We are all reorganized now at work. I have two bosses now, one for my skill development (both work skills and god help me, social skills) and then another for my task assignments. All the people under these two bosses are then broken up into "high functioning teams" that are then assigned to projects. There was a lot of team binding thrust on us the first time we tried this: not so much this time around.
However, as a team we are expected to get a team name. I suggested "The Flying Wallendas," another high functioning team.
While we were discussing on Microsoft Teams the Wallenda family, and if they were good role models, and how many deaths per performance would knock you out of the role model category, and how St. Louis has its own branch of Wallendas at Circus Flora -- while we were doing that our development boss was looking up gifs of the Flying Wallendas and came up with a clip of Karl Wallenda walking a tightrope.

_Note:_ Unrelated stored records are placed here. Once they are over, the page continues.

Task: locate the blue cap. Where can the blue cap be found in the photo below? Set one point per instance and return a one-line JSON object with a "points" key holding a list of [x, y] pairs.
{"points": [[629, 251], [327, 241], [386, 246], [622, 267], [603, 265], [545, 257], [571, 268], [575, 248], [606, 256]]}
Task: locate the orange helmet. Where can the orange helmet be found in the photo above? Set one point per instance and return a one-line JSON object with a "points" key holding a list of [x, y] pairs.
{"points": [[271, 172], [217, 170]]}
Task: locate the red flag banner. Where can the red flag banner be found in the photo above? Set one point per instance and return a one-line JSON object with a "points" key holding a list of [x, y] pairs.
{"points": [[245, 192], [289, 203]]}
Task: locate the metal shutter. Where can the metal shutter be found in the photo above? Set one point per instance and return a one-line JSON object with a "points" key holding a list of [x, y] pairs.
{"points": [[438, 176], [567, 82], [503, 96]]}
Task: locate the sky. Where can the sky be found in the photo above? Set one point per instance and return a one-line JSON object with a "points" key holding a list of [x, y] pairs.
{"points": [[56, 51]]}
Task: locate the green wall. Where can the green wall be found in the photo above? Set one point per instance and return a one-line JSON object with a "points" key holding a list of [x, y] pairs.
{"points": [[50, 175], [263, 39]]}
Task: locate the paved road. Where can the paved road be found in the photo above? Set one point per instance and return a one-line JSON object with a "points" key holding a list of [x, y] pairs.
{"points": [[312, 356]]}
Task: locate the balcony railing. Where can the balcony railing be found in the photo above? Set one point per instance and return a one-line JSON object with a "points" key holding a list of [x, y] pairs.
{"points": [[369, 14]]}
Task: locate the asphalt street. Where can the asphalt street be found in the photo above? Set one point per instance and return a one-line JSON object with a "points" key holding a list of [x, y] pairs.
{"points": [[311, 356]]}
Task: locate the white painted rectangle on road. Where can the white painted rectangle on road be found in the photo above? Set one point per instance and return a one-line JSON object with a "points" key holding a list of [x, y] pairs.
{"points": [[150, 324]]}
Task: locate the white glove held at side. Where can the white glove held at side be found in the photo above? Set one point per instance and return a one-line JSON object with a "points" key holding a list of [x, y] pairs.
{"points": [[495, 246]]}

He did not watch the entire thing before posting it.
And then he did.
And then "NOOOOO! Don't look at that! Not the message I wanted to send AT ALL." Because of course it was one of the times things did not go well for the Wallendas. Karl fell off the tightrope, bounced off a taxi, hit the pavement.
Of course that sealed the deal, we had a team name just so our boss would relive his embarrassment every time he had to refer to us.
Just yesterday it occured to me Cheech and Chong would be another high performing team. Don't know if that will knock the Flying Wallendas out of the competition.